キルギスの山深く暮らす民に残る共同体再生に関する伝承は、民の出自を鹿に育てられた男の子に求めている。昔この地域には互いに反目し戦をやめない複数の部族があった。ある時その中の一部族が、対抗勢力からの急襲を受け、語り部の老婆ひとりを残して全滅してしまう。戦いのさなかに一人の母親が赤ん坊を収めた籠を抱えて逃げようとするものの、後ろから矢に射られた母は死に、彼女の手を離れた籠は川から湖に流れ出る。

村中が死の静けさに包まれ、人間の業をひとり憐れむ老婆の前に、忽然と一頭の立派な白鹿が現れる。鹿は湖に入り、赤ん坊を載せた籠に近づいて、その角に籠を掛けて岸辺にあげようとする。老婆は言う、「おやめなさい。その子を憐れなこの人間の世界から自由にしてやりなさい」。鹿は答えて「わたしにはこの赤ん坊が不憫でなりません」。「しかし、あなたが助けようとしている人間は、いずれあなたがたを捕らえて殺すことになるのですよ」「いいえ、わたしがこの子を我が子として育てます。兄弟姉妹である鹿たちを、どうしてこの子が殺せましょう」。これを聞いた老婆は「それではあなたの望むようになさい」と言う。

さて鹿を親に持った男の子はすくすくと育つ。年頃になると鹿が選んで連れてきた美しい少女と結ばれ、やがて子宝にも恵まれる。すなわち共同体の再生である。しかし幾世代かを経て、語り部のことばも人々の記憶から遠のくと、彼らはその出自を忘れて鹿を狩るようになり、戦を始める。鹿たちはようやく人間の業に呆れ、彼らの守護をあきらめて去っていく。

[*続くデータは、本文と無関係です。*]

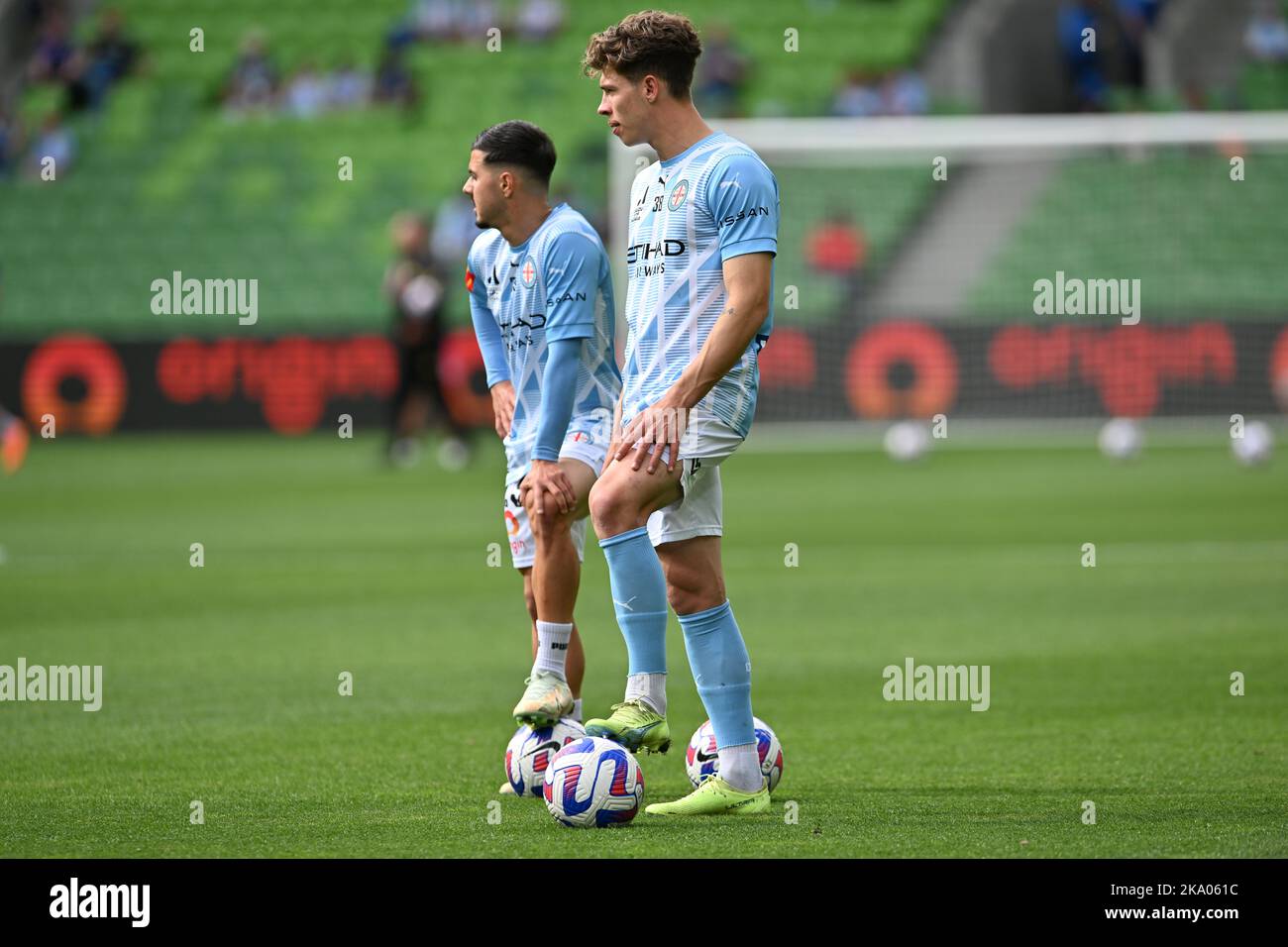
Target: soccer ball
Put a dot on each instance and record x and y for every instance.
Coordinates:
(702, 761)
(1256, 445)
(907, 441)
(593, 784)
(1121, 438)
(531, 750)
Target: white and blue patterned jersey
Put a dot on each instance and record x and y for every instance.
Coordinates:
(690, 214)
(557, 285)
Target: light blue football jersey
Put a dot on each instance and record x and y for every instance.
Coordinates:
(554, 286)
(688, 215)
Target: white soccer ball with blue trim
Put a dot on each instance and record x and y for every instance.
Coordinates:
(702, 759)
(593, 784)
(1256, 445)
(531, 750)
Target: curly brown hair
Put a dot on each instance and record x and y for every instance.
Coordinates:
(648, 43)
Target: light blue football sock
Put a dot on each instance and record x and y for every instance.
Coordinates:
(721, 671)
(639, 598)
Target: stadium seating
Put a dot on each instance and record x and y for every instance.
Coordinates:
(163, 180)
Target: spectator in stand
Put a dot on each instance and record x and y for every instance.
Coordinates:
(1089, 88)
(837, 249)
(54, 141)
(307, 91)
(540, 20)
(1134, 20)
(54, 52)
(905, 93)
(417, 292)
(477, 18)
(858, 97)
(455, 228)
(348, 86)
(1266, 37)
(253, 82)
(111, 55)
(721, 73)
(11, 142)
(437, 20)
(394, 82)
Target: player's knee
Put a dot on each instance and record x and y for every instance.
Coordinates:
(688, 594)
(548, 522)
(612, 509)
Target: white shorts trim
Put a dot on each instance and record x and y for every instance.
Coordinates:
(699, 512)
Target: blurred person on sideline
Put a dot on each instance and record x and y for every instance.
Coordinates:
(417, 294)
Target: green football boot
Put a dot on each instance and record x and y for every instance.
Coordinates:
(635, 725)
(715, 796)
(546, 698)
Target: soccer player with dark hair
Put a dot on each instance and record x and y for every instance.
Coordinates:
(703, 234)
(541, 298)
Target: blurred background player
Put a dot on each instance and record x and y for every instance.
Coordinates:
(417, 292)
(703, 234)
(541, 298)
(13, 442)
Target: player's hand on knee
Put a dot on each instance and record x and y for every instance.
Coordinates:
(549, 484)
(649, 432)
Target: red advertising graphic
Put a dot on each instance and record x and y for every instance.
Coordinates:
(291, 377)
(78, 360)
(1128, 367)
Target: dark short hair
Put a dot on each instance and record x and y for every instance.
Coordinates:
(519, 144)
(662, 44)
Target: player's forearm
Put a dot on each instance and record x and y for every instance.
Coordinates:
(489, 343)
(558, 393)
(729, 339)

映画では、湖に入って籠に近づき、角に籠を引っ掛けて岸辺に運ぶ白鹿の映像が見事に撮られている。どのようにしてあれを撮影したのかちょっとわからない。それはともかく、このエピソード(70年代のキルギスの寒村に暮らす森番の祖父が孫に語って聞かせるという設定である)を映像で見、おじいさんの語りで聞きながらわたしが考えていたのは、近代国家成立以前に共同体の滅亡は茶飯事であり、ときには(鹿の守護はともかくとして)偶然生き延びた成員が新たな共同体を創り出すこともあったということだった。このブログは、何度かそのような原初の共同体を主題にしてきた(「オルフェウスの経験と共同体」「ソシアリスト増村保造」など)。ただし今日取り上げた神話にしてもそうだが、この手の話は共同体創世記的な物語として受け止められそうな気がする。しかしじっさいに既存の共同体が破滅の縁に立たされなかったとしても、共同体の周縁には常にそこから逃れつつある一対の男女というものが存在する。しばしば映画や文学が描く共同体とはそうした周縁にいるカップルのことであり、これはわたしたちの現実であろう。もちろん近代国家であっても容易に壊滅する可能性があることは歴史が教える通りだから、キルギスの神話を文字通りに受け止めてもかまわないとわたしは思う。けれどもそれを荒唐無稽とみなす人も多いだろうから、わたしのほうも譲歩して、革命とは既存の共同体の周縁に位置する一対の男女から始まるという結論に落ち着けよう。以上をもって、今日初日を迎え、『リオ・ダス・モルテス』と『ホワイティ』で大入り満員となったファスビンダー映画祭2014への祝辞に代えさせていただきます。